Maybe it would help if we looked at the structure of a message that is going into the syslog so we are on the same page. I can't pretend to understand this, and of course we are using a big hammer on a small thumbtack. (For example, I don't think we have any multiline messages from AsusWRT, in the sense that syslog-ng understands them).
Here's one log entry at random:
Code:
Feb 10 11:49:07 RT-AC87R miniupnpd[2616]: Listening for NAT-PMP/PCP traffic on port 5351
If I follow the way syslog-ng parses this, there is no priority at the beginning of the line, so no PRI part of this.
The date stamp and "RT-AC87R" is the HEADER part of the message, divided into the timestamp and the hostname.
All the rest is MSG part, divided into the name of the program and the message text, divided by the ":" Here, the name of the program includes the pid in brackets.
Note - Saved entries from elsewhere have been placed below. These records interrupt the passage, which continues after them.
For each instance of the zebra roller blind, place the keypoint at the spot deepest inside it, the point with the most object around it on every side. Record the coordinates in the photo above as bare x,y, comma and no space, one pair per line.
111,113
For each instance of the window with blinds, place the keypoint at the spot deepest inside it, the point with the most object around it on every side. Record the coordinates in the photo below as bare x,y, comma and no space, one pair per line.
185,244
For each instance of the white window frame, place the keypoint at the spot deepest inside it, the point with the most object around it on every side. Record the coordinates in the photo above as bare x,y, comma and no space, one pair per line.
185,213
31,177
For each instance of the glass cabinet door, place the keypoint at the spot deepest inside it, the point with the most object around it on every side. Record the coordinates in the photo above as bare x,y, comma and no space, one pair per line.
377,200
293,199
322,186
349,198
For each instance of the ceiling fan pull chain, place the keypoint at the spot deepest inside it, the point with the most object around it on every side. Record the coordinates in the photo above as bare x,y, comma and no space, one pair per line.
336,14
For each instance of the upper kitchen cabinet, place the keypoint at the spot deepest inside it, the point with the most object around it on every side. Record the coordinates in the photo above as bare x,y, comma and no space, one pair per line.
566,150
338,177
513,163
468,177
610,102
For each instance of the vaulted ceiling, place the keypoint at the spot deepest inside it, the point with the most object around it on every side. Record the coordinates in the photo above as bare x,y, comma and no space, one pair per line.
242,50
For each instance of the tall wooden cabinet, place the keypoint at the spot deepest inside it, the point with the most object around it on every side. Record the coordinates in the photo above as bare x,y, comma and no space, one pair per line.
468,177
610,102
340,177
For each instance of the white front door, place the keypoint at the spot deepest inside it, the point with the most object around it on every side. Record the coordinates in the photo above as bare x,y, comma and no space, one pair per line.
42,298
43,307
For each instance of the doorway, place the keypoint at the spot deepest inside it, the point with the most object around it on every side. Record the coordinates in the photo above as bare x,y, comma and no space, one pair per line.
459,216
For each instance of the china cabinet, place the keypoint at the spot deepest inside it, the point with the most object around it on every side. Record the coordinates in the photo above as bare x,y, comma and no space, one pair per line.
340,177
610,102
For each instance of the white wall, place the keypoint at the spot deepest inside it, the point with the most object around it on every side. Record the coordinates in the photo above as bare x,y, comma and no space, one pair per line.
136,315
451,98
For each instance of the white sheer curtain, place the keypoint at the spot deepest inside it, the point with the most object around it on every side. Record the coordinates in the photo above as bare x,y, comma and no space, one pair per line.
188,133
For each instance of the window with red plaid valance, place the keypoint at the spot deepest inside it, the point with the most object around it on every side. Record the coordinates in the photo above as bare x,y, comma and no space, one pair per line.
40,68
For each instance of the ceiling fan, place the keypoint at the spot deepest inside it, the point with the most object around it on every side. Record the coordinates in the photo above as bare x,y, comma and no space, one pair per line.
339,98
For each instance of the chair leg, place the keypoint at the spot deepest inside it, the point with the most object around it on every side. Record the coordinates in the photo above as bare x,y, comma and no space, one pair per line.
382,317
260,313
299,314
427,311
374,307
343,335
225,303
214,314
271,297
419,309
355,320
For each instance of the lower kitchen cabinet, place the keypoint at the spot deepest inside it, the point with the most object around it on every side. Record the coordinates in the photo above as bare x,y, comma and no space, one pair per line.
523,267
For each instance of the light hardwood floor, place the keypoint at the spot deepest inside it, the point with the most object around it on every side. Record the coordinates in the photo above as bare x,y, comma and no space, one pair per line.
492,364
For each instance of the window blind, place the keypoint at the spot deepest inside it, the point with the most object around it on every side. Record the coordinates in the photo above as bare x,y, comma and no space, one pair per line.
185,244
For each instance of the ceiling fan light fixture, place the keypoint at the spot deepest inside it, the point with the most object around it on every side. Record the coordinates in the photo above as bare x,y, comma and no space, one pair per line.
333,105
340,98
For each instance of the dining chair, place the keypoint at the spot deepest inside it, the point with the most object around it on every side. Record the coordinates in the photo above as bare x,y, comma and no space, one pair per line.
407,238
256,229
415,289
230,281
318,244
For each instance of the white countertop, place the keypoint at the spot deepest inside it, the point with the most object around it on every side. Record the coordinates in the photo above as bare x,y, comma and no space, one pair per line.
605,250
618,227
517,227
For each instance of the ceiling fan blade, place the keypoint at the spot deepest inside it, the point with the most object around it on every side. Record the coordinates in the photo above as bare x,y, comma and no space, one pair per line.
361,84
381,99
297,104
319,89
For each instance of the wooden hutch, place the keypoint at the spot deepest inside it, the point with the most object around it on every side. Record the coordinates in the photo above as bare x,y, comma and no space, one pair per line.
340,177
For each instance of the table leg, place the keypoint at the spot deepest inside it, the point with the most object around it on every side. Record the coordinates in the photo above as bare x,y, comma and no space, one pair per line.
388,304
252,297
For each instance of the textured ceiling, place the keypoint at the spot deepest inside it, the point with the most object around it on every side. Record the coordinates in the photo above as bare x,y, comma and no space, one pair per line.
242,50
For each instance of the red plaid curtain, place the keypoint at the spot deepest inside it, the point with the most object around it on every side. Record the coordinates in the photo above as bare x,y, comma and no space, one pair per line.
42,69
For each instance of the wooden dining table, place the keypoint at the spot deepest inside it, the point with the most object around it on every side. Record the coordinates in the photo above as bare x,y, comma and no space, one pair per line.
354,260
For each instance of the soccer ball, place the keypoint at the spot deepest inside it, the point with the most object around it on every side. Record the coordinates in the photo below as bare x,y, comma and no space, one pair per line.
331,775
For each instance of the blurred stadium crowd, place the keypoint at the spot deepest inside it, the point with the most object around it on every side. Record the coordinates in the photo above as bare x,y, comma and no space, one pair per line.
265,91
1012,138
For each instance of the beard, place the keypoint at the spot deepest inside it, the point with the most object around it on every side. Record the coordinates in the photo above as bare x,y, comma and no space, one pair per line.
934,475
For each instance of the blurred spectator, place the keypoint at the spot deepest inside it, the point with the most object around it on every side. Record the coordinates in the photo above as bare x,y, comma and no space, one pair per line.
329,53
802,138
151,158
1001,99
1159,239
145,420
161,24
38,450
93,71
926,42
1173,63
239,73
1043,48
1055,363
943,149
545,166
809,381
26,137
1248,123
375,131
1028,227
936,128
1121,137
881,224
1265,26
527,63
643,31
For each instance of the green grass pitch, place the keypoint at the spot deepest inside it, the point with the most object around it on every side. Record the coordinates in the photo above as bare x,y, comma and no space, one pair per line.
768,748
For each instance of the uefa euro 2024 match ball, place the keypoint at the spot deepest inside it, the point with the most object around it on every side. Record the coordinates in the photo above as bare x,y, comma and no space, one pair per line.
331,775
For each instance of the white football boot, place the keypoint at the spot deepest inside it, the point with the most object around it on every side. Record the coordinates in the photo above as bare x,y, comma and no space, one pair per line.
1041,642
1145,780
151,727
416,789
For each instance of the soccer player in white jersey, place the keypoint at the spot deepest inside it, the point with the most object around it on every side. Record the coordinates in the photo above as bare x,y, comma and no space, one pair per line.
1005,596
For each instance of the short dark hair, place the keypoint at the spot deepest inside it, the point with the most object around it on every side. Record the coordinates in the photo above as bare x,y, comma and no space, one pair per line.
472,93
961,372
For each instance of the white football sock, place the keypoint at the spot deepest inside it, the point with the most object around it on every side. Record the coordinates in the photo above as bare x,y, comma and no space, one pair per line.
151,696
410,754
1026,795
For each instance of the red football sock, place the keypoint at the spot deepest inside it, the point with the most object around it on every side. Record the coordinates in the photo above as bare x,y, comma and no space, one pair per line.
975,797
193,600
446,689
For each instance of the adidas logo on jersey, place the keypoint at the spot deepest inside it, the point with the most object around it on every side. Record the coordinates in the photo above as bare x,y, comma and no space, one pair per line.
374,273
I believe program() returns the program name, without the PID. msghdr() returns both. (Fun, isnt it: msghdr parses a portion of the msg part, and not the header part)
That's why I think program("Skynet") works. match("Skynet:") in value("MESSAGES") does too, but wouldn't if there was a PID. Also, match() in value() is now just message().
Note that used in the filter, this program() is different than the program() in the sources, which uses another program to collect log messages.